Safety assessments at 52 weeks included proportion of patients experiencing adverse events (AEs) or serious AEs (SAEs), changes in selected safety clinical laboratory measures and confirmed hypoglycaemia, defined as plasma blood glucose of at least 70 mg/dL (≤3.9 mmol/L) or signs/symptoms of hypoglycaemia with self‐monitored blood glucose of at least 70 mg/dL (≤3.9 mmol/L), and percentage change from baseline in fasting serum lipids (total cholesterol, low‐density lipoprotein [LDL] cholesterol, high‐density lipoprotein [HDL] cholesterol and triglycerides).

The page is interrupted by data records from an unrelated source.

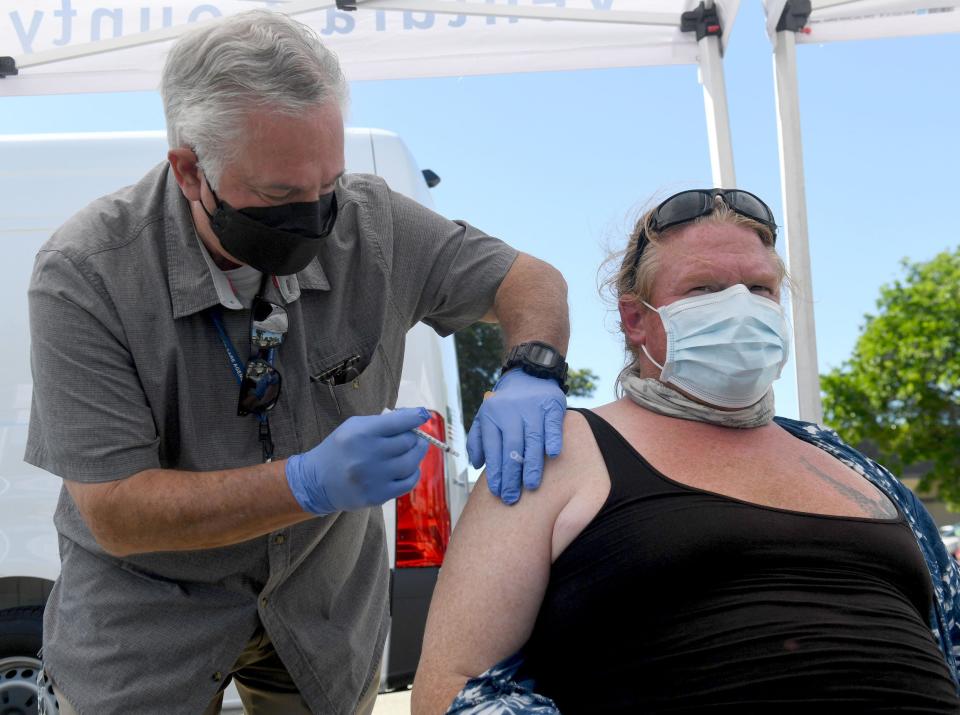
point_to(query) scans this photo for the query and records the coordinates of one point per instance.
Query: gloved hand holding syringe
(430, 438)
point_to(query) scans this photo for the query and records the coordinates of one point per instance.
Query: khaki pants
(264, 684)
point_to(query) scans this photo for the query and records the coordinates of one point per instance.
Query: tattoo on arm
(879, 507)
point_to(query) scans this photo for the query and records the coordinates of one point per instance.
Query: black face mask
(278, 240)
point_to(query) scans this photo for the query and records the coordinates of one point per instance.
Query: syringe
(430, 438)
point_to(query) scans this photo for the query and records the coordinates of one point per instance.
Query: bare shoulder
(562, 478)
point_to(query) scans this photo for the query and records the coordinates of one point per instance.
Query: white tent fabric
(70, 46)
(828, 20)
(836, 20)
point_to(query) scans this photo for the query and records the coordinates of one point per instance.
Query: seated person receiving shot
(687, 552)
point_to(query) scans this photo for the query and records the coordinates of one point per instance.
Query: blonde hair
(637, 283)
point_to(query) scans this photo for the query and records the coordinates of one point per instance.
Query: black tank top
(674, 599)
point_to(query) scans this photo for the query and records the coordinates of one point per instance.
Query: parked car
(44, 179)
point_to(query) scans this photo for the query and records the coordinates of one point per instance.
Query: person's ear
(632, 320)
(186, 169)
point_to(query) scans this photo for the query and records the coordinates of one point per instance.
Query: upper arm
(446, 272)
(492, 582)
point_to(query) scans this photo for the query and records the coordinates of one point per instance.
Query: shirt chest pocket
(350, 381)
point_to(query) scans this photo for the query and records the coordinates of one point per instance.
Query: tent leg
(718, 118)
(795, 221)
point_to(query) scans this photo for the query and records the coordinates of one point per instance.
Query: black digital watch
(540, 360)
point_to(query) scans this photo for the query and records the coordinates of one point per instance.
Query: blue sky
(560, 164)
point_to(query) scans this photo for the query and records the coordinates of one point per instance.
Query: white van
(44, 179)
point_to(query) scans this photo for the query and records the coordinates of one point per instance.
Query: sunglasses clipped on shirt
(260, 387)
(692, 204)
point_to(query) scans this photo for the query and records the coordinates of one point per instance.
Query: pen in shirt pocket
(429, 438)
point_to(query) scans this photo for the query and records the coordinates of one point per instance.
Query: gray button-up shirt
(129, 374)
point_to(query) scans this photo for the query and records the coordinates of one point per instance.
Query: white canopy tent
(792, 22)
(73, 46)
(69, 46)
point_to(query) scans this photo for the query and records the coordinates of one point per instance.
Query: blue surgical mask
(724, 348)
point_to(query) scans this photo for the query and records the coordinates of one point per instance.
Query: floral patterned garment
(497, 692)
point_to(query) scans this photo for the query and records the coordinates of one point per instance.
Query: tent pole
(706, 23)
(795, 222)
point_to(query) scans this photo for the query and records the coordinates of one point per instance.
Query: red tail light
(423, 519)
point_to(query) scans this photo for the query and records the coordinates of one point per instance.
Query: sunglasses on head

AEs of special interest included genital infections and urinary tract infections (UTIs), pancreatitis and pancreatic cancer, worsening renal function, decreased thrombocyte and lymphocyte counts, hypersensitivity reactions, severe cutaneous adverse reactions, bladder and breast neoplasms, and volume depletion.

2.4. Statistical analysis

A sample size of 210 patients per group was determined a priori to yield approximately 89% power to detect a difference in mean HbA1c of 0.35% (3.8 mmol/mol) between the two groups at a two‐sided significance level of 0.05 and assuming a standard deviation (SD) of 1.1% and a 5% dropout rate. Efficacy analyses included all randomized patients who received at least one dose of study medication during the full double‐blind treatment period (intention‐to‐treat population). The DAPA plus SAXA plus MET group was tested against the SITA plus MET group for the primary efficacy end point at a two‐sided 5% α level. Analysis of the primary efficacy end point was performed using a longitudinal repeated‐measures analysis with the factors of baseline value, treatment group, time, interaction between treatment group and time, and interaction between baseline value and time, including observations made prior to rescue medication until treatment discontinuation. Point estimates and 95% CIs were calculated for adjusted mean changes within each treatment group, as well as for differences in adjusted mean (± standard error [SE]) changes between treatment groups. Secondary efficacy end points were tested sequentially at a two‐sided 5% α level. To limit the overall type I error rate, interpretation of the statistical significance of treatment comparisons for each secondary efficacy end point was tested using a stepwise procedure. For the long‐term 52‐week extension period, no statistical hypothesis tests were performed and no P values were calculated because all efficacy end points for this period were considered exploratory. Mean changes in HbA1c from baseline until Week 52 were compared between treatment groups using the same longitudinal repeated‐measures analysis as described above. The proportion of patients achieving HbA1c less than 7% (<53 mmol/mol) at Weeks 26 and 52 were compared between treatment groups using previously published methods.5, 6 Mean changes from baseline to Weeks 26 and 52 in FPG and total body weight, and urinary glucose: creatinine ratio mean changes from baseline to Week 52 were compared using the same longitudinal repeated‐measures model as used for the HbA1c efficacy end point. Exploratory biomarker measurements of hsCRP and BNP were summarized with descriptive statistics.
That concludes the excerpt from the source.